Pemerintah Perkirakan Subsidi Biodiesel Rp 46 T di 2021

Jakarta, CNBC Indonesia - Pemerintah memperkirakan subsidi atau insentif tambahan untuk program mandatori biodiesel 30% (B30) pada tahun ini mencapai Rp 46 triliun.
Direktur Jenderal Energi Baru Terbarukan dan Konservasi Energi (EBTKE) Kementerian Energi dan Sumber Daya Mineral (ESDM) Dadan Kusdiana mengatakan perkiraan subsidi tersebut dengan asumsi volume penyerapan biodiesel atau dalam hal ini Fatty Acid Methyl Esters (FAME) 30% sebanyak 9,2 juta kilo liter (kl) dan selisih antara harga minyak sawit dan harga jual solar ke konsumen sekitar Rp 5.000 per liter.
Dia mengatakan, anggaran subsidi tersebut berasal dari dana pungutan ekspor minyak sawit, sehingga tidak menggerus Anggaran Pendapatan dan Belanja Negara (APBN).
"Kita memang tidak bisa memastikan berapa harga sawit ke depannya, tapi kira-kira kita perlu Rp 46 triliun. Ada duitnya? Insya Allah ada, dengan adanya perubahan tarif pungutan ekspor sawit," tuturnya saat konferensi pers, Kamis (14/01/2021).
Pihaknya memperkirakan harga sawit akan naik sampai bulan depan, namun setelahnya akan melandai lagi. Namun pada kuartal keempat diperkirakan akan naik lagi, seperti tren yang terjadi selama ini.
Dengan besarnya subsidi biodiesel tersebut, maka menurutnya agak berat bila diterapkan program B40. Bila pemerintah menerapkan program biodiesel 40% atau B40, maka artinya kebutuhan dana subsidi akan lebih besar lagi.

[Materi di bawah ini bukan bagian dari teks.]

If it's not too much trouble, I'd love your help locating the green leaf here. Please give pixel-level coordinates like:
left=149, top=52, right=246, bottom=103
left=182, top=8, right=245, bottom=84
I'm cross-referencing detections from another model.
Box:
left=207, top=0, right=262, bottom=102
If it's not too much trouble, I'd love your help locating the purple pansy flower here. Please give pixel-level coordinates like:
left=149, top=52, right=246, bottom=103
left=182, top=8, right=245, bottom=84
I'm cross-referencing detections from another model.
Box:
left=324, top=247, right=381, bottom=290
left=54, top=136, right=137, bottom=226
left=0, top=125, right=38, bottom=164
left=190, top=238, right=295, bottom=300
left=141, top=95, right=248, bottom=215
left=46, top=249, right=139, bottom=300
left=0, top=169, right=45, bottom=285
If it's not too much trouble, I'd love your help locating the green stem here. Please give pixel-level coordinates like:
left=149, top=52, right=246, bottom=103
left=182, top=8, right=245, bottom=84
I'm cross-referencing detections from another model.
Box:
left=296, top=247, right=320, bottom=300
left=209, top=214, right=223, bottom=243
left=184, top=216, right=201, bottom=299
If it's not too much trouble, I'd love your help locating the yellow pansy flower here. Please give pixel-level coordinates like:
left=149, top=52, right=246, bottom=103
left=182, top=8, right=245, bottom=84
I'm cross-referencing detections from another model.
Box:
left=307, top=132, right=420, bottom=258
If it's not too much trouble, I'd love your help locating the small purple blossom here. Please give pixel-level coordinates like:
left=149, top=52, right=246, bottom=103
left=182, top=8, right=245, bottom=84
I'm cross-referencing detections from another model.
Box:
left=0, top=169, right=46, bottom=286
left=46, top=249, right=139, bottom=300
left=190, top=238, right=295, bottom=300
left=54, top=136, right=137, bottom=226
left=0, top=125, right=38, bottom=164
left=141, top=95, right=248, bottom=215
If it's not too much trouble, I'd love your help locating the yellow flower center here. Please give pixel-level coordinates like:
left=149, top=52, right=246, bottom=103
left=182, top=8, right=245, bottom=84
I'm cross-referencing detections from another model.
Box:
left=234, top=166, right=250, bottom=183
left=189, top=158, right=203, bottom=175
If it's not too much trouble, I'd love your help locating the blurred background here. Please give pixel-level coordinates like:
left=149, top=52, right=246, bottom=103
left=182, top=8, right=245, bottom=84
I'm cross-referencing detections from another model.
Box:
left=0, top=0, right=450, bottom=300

Oleh karena itu, menurutnya ini menjadi salah satu pertimbangan mengapa pemerintah tidak melanjutkan program biodiesel ke B40 pada tahun ini.
Adapun realisasi penyerapan biodiesel di dalam negeri (B30) pada 2020 mencapai 8,40 juta kilo liter (kl) atau 88,6% dari alokasi 9,55 juta kl.
Seperti diketahui, pemerintah kembali mengubah besaran tarif pungutan ekspor minyak kelapa sawit (Crude Palm Oil/ CPO) menjadi disesuaikan berdasarkan batasan lapisan nilai harga CPO yang mengacu pada harga referensi yang ditetapkan Menteri Perdagangan.
Hal ini tertuang dalam Peraturan Menteri Keuangan No.191/PMK.05/2020 tentang Perubahan Atas Peraturan Menteri Keuangan No.57/PMK.05/2020 tentang Tarif Layanan Badan Layanan Umum Badan Pengelola Dana Perkebunan Kelapa Sawit Pada Kementerian Keuangan.
Peraturan ini mulai berlaku setelah tujuh hari sejak diundangkannya peraturan ini pada 3 Desember 2020. Ini artinya, tarif ekspor baru ini berlaku pada Kamis, 10 Desember 2020.
Dalam peraturan baru ini, tarif pungutan ekspor untuk minyak kelapa sawit (CPO) minimal sebesar US$ 55 per ton dan paling tinggi US$ 255 per ton. Tarif pungutan US$ 55 per ton dengan asumsi harga CPO berada di bawah atau sama dengan US$ 670 per ton.
Untuk harga CPO di atas US$ 670 per ton sampai dengan US$ 695 per ton, maka tarif pungutan ekspor naik sebesar US$ 5 per ton menjadi US$ 60 per ton. Namun, bila harga CPO di atas US$ 695 per ton sampai dengan US$ 720 per ton, maka tarif pungutan naik lagi sebesar US$ 15 per ton menjadi US$ 75 per ton.
Sementara pada peraturan sebelumnya, tarif pungutan ekspor dipatok tetap US$ 55 per ton tanpa membedakan harga referensi minyak sawit.